REAL’S ATTACK ONE-DIMENSIONAL

Zinedine Zidane was without the injured Eden Hazard, while Gareth Bale started on the bench and there was a severe lack of creativity in the attacking third of the pitch. Karim Benzema lead the line and had one header on target in the first half but that was about it as he had 18 touches in the entire game. 18. Vinicius and Isco both failed to get the better of the Kyle Walker and Mendy respectively and without that extra spark Hazard or Bale could provide at the drop of a hat, Zidane’s side were predictable.

Real caused their own problems as Casemiro was the spare man and precision passing isn’t his best trait as City were dangerous on the counter. Real Madrid were timid and rigid and that isn’t something you’d expect from a Zinedine Zidane-side on a big European night like this. Zidane has made Real more pragmatic this season and Vinicius and Isco did make the most of a Man City defensive error to put the Spanish giants ahead before two late goals from Jesus and De Bruyne gave Man City the edge heading into the second leg. Real will need to take more chances at the Etihad and as their defensive display showed on Wednesday, they are not capable of shutting down City’s attack and Sergio Ramos will not play in the second leg due to his red card. Real are in big trouble and for once their failure to go all-out for the win cost them dear. That is very unlike Real.
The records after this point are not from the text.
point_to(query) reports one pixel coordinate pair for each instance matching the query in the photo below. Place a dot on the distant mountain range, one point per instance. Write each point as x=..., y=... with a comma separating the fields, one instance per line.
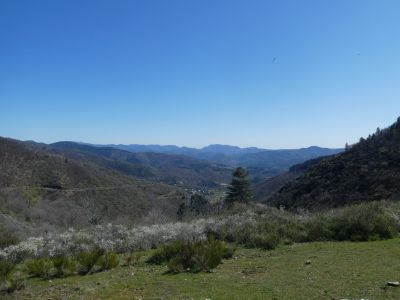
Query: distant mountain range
x=49, y=186
x=367, y=171
x=43, y=189
x=172, y=169
x=262, y=163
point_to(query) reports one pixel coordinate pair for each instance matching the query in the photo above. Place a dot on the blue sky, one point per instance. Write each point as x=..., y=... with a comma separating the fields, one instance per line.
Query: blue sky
x=273, y=74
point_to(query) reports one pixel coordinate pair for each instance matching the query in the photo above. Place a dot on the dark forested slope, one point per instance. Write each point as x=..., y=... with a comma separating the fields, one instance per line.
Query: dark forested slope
x=366, y=171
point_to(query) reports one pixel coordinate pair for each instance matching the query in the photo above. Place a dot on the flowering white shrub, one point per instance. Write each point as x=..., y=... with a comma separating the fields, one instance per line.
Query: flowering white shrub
x=122, y=239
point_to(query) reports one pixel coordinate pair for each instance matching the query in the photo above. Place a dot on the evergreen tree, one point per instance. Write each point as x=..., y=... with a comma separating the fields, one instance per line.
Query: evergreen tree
x=239, y=189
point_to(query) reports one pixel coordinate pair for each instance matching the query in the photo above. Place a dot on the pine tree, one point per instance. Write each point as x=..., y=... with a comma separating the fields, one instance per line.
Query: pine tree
x=239, y=189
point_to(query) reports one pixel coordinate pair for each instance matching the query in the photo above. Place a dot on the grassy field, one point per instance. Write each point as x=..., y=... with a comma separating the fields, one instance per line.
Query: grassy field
x=336, y=271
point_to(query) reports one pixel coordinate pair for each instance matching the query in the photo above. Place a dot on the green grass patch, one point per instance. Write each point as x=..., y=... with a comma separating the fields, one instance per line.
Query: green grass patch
x=337, y=270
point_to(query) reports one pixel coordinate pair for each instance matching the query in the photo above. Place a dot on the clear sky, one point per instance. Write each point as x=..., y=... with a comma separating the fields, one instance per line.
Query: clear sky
x=273, y=74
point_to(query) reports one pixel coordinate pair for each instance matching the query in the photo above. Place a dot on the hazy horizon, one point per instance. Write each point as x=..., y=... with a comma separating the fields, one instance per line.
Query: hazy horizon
x=245, y=73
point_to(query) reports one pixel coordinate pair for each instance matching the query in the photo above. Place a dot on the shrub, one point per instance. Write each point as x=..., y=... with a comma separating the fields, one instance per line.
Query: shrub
x=165, y=253
x=362, y=223
x=63, y=266
x=193, y=257
x=108, y=260
x=7, y=237
x=41, y=267
x=6, y=267
x=11, y=284
x=87, y=260
x=133, y=258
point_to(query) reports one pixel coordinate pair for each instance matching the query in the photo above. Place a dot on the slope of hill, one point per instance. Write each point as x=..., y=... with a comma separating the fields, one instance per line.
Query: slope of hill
x=266, y=188
x=40, y=190
x=369, y=170
x=168, y=168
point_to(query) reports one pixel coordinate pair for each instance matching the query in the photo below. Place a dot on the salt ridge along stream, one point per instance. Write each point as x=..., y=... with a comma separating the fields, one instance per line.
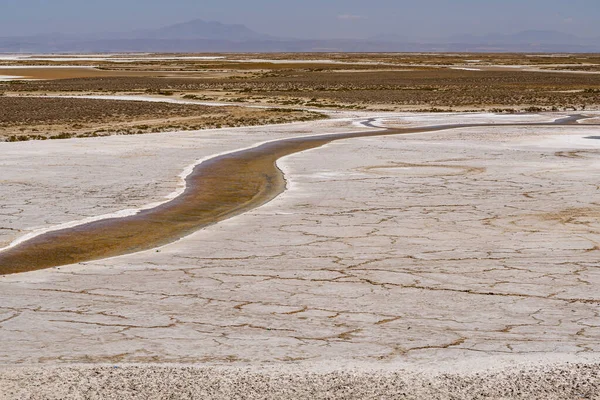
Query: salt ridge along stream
x=217, y=189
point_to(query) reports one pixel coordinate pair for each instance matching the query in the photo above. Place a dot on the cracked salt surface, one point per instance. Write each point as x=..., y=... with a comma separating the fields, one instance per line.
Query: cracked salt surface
x=487, y=255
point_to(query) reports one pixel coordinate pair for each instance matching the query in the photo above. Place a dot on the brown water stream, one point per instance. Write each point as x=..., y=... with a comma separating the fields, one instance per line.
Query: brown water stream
x=217, y=189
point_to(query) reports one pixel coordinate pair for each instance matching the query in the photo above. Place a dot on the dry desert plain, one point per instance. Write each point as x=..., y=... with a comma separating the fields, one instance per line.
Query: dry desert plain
x=459, y=263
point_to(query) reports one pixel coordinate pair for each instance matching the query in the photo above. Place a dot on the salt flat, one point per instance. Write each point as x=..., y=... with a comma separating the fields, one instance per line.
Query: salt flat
x=449, y=251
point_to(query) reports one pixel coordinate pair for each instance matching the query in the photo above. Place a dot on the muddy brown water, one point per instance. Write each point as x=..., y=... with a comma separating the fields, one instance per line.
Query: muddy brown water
x=217, y=189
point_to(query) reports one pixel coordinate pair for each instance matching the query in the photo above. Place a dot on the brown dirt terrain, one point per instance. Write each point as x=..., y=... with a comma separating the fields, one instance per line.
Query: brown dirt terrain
x=414, y=88
x=25, y=118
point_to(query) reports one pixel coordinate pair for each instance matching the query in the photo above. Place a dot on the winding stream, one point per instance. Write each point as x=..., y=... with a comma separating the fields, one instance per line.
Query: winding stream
x=217, y=189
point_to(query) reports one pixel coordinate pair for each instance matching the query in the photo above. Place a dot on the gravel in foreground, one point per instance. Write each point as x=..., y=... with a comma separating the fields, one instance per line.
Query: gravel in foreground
x=566, y=381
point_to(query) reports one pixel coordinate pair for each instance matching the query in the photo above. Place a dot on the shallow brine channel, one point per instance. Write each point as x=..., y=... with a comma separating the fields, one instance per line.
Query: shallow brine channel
x=217, y=189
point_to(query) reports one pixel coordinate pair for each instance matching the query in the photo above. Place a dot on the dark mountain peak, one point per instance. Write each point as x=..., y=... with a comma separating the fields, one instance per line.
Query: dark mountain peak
x=201, y=29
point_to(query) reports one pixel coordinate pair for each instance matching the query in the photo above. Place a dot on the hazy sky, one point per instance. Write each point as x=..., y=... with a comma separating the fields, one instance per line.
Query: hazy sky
x=307, y=18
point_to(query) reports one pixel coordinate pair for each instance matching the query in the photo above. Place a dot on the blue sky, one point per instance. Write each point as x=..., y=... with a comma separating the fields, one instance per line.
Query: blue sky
x=307, y=18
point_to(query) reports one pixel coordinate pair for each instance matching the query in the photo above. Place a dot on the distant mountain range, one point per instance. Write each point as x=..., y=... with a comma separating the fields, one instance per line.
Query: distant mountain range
x=203, y=36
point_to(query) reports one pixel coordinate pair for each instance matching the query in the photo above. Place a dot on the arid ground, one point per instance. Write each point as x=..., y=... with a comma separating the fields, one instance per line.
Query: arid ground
x=460, y=263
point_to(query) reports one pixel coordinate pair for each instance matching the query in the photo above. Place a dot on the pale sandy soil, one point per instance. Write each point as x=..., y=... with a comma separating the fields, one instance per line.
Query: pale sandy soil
x=420, y=255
DE BRUYNE LEADS DEFIANT CITY

Cometh the hour, cometh the man. Kevin de Bruyne wore the captains armband with class in the Bernabeu and he was the beating heart and pulsating brain of this composed, yet brave, victory.
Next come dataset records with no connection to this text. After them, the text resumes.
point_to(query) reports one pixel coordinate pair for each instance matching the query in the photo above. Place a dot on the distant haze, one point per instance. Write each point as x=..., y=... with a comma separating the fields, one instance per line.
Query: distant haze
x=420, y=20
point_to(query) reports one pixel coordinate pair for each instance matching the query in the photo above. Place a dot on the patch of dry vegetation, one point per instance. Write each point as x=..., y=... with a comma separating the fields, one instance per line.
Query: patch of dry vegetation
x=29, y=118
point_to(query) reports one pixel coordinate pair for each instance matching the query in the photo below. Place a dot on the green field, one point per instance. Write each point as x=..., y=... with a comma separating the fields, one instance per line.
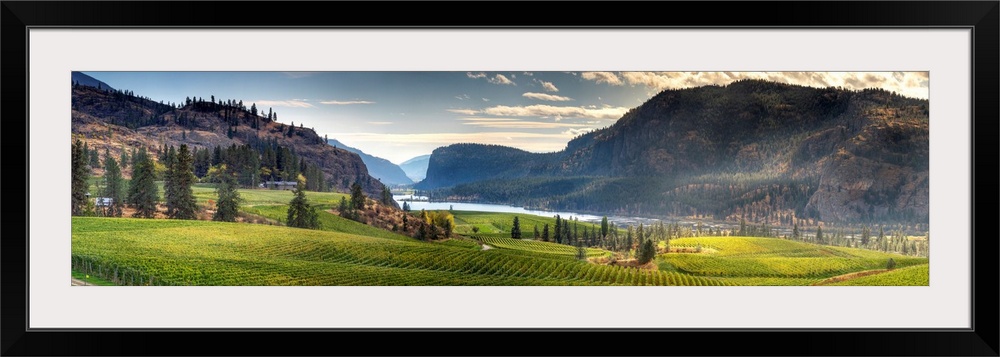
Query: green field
x=918, y=275
x=772, y=261
x=176, y=252
x=129, y=251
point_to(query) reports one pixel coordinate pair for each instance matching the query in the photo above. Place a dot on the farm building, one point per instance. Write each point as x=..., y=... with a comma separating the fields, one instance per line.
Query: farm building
x=278, y=185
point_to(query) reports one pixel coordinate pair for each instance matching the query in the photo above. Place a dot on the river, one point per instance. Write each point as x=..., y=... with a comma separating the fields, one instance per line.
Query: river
x=419, y=203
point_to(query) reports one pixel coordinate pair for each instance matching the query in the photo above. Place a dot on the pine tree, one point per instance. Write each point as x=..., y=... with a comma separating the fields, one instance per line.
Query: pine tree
x=357, y=197
x=185, y=205
x=646, y=252
x=227, y=205
x=558, y=230
x=80, y=176
x=142, y=191
x=515, y=231
x=386, y=196
x=114, y=186
x=300, y=213
x=170, y=188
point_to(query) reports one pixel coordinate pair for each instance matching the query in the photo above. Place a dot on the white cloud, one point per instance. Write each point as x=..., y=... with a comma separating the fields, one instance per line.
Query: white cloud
x=548, y=111
x=346, y=102
x=464, y=111
x=602, y=77
x=548, y=97
x=534, y=142
x=297, y=75
x=548, y=86
x=292, y=103
x=911, y=84
x=501, y=79
x=507, y=123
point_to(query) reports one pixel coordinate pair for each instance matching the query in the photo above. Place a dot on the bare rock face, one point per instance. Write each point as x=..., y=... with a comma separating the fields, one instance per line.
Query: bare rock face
x=117, y=120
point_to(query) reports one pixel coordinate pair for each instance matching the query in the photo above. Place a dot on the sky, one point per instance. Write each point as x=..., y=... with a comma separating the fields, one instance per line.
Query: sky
x=401, y=115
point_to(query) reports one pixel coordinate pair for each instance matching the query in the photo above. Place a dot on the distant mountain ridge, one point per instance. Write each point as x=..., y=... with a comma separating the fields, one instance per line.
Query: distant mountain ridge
x=378, y=167
x=752, y=149
x=83, y=79
x=416, y=168
x=116, y=120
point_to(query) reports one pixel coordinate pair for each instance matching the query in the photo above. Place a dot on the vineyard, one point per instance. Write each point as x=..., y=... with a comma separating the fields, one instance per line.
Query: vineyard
x=536, y=246
x=176, y=252
x=918, y=275
x=771, y=261
x=500, y=223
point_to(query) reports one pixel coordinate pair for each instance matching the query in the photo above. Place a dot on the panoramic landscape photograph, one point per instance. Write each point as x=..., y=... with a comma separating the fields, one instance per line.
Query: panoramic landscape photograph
x=510, y=178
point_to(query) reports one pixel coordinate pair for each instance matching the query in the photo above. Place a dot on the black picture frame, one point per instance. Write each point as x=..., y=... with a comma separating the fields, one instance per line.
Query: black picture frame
x=982, y=17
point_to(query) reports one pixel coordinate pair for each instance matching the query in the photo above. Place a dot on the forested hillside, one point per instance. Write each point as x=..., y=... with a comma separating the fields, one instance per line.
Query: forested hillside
x=755, y=150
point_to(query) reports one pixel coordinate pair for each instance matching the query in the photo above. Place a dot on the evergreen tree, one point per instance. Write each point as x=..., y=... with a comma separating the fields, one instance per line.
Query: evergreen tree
x=357, y=197
x=142, y=191
x=80, y=177
x=114, y=186
x=124, y=159
x=646, y=252
x=228, y=203
x=170, y=188
x=185, y=205
x=95, y=160
x=386, y=196
x=345, y=210
x=558, y=230
x=300, y=213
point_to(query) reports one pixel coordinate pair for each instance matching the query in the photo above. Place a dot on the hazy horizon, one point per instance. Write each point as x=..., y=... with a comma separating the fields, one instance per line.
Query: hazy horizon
x=402, y=115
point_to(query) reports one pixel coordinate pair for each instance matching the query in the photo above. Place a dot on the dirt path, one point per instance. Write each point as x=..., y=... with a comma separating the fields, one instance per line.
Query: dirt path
x=850, y=276
x=78, y=282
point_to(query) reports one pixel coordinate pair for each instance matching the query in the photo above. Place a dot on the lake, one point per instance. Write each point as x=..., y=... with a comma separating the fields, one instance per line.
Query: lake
x=418, y=203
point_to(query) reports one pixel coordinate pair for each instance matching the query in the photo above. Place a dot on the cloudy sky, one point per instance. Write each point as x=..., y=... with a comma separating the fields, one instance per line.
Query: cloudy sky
x=400, y=115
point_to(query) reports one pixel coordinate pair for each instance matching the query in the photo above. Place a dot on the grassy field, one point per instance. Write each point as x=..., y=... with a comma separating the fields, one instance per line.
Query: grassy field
x=91, y=279
x=127, y=251
x=918, y=275
x=772, y=261
x=176, y=252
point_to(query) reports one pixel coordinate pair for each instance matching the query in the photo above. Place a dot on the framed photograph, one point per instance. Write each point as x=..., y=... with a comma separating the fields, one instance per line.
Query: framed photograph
x=271, y=173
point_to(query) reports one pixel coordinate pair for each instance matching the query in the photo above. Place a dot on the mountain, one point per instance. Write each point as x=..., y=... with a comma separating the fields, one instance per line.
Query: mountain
x=378, y=167
x=416, y=168
x=758, y=150
x=85, y=80
x=117, y=120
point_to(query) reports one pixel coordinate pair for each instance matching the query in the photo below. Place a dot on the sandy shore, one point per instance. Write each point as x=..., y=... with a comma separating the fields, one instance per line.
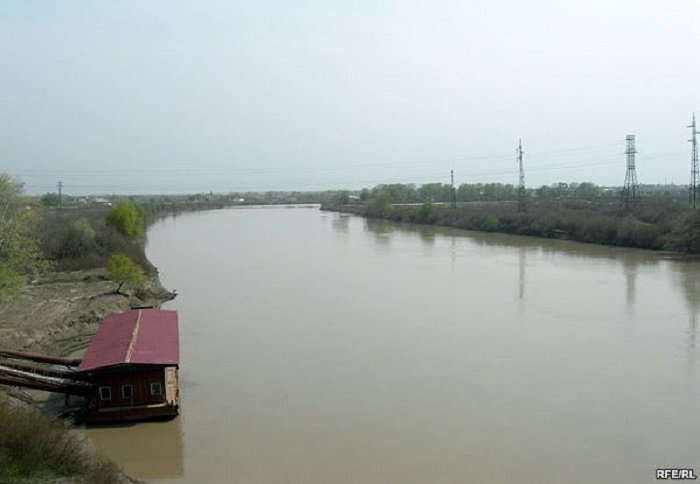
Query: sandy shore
x=58, y=313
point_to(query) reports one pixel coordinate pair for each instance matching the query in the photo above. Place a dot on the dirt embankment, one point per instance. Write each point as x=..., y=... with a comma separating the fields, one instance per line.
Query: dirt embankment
x=57, y=313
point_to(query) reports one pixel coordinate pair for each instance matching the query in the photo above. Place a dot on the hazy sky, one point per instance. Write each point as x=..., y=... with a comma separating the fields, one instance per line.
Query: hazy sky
x=187, y=96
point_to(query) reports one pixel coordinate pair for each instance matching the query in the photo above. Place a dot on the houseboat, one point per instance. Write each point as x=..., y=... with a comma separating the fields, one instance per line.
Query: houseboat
x=132, y=364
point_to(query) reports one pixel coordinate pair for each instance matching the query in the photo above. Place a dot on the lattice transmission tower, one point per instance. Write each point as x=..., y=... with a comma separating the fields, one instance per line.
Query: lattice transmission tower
x=521, y=184
x=631, y=194
x=693, y=196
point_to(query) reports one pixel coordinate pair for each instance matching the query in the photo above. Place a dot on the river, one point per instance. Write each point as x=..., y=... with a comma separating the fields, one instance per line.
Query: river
x=325, y=348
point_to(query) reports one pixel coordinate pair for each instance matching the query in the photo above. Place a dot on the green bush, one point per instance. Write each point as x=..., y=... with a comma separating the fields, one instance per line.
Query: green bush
x=127, y=219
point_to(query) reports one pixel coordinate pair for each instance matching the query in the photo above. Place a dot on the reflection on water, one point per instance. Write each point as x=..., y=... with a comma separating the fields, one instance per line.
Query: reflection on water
x=150, y=450
x=326, y=348
x=688, y=276
x=522, y=263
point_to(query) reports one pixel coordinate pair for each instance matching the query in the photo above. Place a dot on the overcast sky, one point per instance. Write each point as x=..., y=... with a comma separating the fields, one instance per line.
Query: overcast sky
x=188, y=96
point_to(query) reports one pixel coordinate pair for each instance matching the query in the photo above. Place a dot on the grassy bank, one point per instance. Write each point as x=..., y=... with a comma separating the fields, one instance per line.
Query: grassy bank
x=34, y=448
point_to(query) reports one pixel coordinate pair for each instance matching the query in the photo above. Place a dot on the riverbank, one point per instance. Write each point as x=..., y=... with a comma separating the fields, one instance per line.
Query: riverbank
x=56, y=314
x=658, y=225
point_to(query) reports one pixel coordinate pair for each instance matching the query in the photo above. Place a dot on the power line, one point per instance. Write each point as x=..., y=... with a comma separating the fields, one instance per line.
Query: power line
x=693, y=185
x=630, y=190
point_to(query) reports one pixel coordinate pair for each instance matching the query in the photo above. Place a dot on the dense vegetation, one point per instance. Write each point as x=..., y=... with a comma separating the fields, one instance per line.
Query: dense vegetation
x=582, y=212
x=34, y=448
x=19, y=245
“We are only halfway there,” De Bruyne said afterwards.

With Aguero, David Silva and Raheem Sterling left on the bench, all eyes were on KDB and he delivered. He played as a false nine but instead of shrugging his shoulders playing in an unfamiliar role he embraced it and could be seen cajoling his teammates and demanding more in key moments.

De Bruyne’s display summed up his season so far: Brilliant.

His mood also summed up the defiance in Man City’s display as they lost Aymeric Laporte to injury and Fernandinho stepped in and made key blocks, while Ederson was also at his best as City’s defense only slipped up once. With a two-season European ban looming large, this City squad know this could be their last chance to win the European Cup until the summer 2023 when many of them won’t be around. Kevin de Bruyne would be coming up to 32 years of age then, if he is still at City. The defiance he and City’s squad played with proved they want to win the Champions League right now and put the UEFA ban to one side as their appeal is heard in the Court of Arbitration for Sport (CAS) in the coming months.